Now that I have determined I am going to study location, I decide that I might further want to look at the bands of house size, not just the house size (square footage), but if I can turn those into categories of square footage, less than 1000, between 1000 and 1250 square feet, 1250 to 1500, > 1500 to see if there is a variance in the mean among these categories.

I can now take the above ground living space variable (square footage) and add it to my codebook. I will also add any other variables related to square footage for first floor, second floor, basement etc…

I then search google scholar, kaggle, dbs library for previous study in these areas, finding: a paper from 2001 discussing previous research in Dublin, however it was done in 2001 when a bubble was about to begin, and a big property crash in 2008 that was not conceived. http://www.sciencedirect.com/science/article/pii/S0264999300000407
Secondly Dean De Cock’s research on house prices in Iowa http://ww2.amstat.org/publications/jse/v19n3/decock.pdf

Based on my literature review I believe that there might be a statistically significant association between house location (neighborhood) and sales price. Secondary I believe there will be a statistically significant association between size bands (square footage band) and sales price. I further believe that might be an interaction effect between location & square footage bands and sales price which I would like to investigate too.

So I have developed three null hypotheses:
* There is NO association between location and sales price
* There is NO association between bands of square footage and sales price
* There is NO interaction effect in association between location, bands of square footage and sales price.

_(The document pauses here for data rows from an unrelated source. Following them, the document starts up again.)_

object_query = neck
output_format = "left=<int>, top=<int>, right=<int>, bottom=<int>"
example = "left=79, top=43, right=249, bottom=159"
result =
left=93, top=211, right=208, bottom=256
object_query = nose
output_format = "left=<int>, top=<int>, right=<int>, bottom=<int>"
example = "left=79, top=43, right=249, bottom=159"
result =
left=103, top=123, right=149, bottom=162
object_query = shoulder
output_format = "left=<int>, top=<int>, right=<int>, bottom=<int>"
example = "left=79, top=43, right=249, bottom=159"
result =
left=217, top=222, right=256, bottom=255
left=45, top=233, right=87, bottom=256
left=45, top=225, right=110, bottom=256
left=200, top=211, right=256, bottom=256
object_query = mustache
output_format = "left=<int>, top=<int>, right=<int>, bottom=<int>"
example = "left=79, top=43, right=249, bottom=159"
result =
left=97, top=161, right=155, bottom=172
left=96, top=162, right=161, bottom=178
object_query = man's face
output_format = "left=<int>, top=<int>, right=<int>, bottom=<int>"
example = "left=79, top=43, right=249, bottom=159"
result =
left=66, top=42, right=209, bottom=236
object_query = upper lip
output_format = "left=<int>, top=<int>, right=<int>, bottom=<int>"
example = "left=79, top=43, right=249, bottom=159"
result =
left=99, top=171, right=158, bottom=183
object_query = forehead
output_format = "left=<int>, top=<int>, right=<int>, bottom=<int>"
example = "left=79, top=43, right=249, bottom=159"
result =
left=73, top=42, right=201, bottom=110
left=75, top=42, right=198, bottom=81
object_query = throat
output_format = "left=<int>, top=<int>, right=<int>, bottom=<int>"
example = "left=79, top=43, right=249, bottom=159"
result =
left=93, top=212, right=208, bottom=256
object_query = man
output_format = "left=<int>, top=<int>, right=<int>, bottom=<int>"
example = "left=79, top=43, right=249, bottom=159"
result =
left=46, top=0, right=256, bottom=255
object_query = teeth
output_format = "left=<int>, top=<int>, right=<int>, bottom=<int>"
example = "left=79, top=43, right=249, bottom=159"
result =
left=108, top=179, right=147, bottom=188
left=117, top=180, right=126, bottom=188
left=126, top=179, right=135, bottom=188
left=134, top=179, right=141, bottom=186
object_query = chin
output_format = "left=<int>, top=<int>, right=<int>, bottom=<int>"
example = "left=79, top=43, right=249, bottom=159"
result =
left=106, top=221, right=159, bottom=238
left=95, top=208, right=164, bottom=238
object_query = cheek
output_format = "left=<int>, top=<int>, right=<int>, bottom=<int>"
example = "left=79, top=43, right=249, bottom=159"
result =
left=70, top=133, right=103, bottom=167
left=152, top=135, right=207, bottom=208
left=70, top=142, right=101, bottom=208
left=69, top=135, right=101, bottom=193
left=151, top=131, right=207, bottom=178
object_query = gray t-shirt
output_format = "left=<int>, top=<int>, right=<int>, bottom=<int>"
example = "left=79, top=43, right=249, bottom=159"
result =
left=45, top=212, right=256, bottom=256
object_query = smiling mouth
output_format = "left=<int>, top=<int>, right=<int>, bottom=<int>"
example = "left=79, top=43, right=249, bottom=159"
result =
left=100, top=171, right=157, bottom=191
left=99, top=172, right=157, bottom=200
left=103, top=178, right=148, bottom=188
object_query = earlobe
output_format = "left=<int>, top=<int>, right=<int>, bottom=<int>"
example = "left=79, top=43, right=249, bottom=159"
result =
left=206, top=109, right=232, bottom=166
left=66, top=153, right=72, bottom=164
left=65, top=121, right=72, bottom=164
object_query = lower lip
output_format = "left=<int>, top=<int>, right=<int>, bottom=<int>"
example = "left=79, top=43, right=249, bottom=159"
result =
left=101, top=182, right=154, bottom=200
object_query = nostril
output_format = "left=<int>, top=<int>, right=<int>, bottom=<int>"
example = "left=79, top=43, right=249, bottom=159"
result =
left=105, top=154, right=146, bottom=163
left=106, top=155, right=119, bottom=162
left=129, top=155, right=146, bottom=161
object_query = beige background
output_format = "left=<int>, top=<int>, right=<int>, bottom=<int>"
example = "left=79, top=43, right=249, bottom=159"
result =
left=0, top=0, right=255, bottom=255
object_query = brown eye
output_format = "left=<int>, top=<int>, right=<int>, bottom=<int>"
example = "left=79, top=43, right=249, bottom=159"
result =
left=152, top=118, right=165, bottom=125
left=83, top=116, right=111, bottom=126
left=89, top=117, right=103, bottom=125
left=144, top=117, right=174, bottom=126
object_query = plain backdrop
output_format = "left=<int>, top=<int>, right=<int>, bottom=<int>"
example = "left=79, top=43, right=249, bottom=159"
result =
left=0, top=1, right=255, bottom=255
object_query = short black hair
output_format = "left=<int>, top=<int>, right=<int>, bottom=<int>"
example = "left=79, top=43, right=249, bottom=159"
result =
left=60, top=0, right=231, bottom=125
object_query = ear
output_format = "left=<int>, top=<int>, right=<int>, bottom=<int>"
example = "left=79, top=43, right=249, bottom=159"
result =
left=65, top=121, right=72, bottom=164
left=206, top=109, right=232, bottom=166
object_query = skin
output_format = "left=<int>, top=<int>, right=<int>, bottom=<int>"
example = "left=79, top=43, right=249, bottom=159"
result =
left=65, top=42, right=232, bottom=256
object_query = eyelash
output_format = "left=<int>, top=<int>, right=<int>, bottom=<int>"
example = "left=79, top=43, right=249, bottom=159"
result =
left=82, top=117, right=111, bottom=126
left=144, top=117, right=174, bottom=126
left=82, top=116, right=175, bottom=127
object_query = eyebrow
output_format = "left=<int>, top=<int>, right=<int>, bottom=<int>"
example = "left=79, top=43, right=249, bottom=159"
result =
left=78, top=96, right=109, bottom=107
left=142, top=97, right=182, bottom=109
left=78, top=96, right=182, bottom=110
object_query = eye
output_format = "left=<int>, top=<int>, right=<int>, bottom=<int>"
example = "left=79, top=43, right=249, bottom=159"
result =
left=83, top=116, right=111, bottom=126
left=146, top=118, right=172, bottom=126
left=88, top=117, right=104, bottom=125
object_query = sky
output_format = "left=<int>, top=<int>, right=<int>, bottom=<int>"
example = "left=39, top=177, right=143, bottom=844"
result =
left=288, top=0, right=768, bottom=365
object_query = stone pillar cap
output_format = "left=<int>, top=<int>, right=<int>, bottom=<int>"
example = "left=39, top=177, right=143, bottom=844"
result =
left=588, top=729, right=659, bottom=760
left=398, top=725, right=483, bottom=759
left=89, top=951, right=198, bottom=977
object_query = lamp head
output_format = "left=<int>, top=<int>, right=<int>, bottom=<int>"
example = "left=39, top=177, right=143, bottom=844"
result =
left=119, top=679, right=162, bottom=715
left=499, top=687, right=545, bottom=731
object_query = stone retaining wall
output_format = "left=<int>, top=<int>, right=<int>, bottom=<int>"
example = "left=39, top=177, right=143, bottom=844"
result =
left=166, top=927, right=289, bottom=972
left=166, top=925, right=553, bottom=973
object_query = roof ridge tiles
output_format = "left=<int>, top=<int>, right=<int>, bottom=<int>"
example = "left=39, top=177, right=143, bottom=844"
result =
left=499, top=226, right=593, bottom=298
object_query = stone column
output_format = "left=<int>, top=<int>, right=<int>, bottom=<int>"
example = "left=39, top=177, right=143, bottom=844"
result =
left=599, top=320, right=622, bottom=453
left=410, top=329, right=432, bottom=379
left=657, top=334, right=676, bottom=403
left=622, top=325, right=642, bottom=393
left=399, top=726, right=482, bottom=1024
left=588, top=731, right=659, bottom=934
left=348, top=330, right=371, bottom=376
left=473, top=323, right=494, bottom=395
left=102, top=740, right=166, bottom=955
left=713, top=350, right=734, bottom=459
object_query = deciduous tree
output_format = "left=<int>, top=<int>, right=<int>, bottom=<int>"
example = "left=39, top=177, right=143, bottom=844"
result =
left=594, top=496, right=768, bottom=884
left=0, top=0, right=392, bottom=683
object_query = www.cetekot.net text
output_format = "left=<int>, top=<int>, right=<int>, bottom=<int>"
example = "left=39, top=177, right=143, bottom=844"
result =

Running a LASSO Regression Analysis

A lasso regression analysis was conducted to identify a subset of variables from a pool of 79 categorical and quantitative predictor variables that best predicted a quantitative response variable measuring Ames Iowa house sale price. Categorical predictors included house type, neighbourhood, and zoning type to improve interpretability of the selected model with fewer predictors. Quantitative predictor variables include lot area, above ground living area, first floor area, second floor area. Scale were used for measuring number of bathrooms, number of bedrooms. All predictor variables were standardized to have a mean of zero and a standard deviation of one.

The data set was randomly split into a training set that included 70% of the observations (N=1022) and a test set that included 30% of the observations (N=438). The least angle regression algorithm with k=10 fold cross validation was used to estimate the lasso regression model in the training set, and the model was validated using the test set. The change in the cross validation average (mean) squared error at each step was used to identify the best subset of predictor variables.

Figure 1. Change in the validation mean square error at each step:

regression_coef_progmean_squared_error

Of the 33 predictor variables, 13 were retained in the selected model. During the estimation process, overall quality, above ground floor space, and garage cars being the main 3 variables. These 13 variables accounted for just over 77% of the variance in the training set, and performed even better at 81% on the test set of data.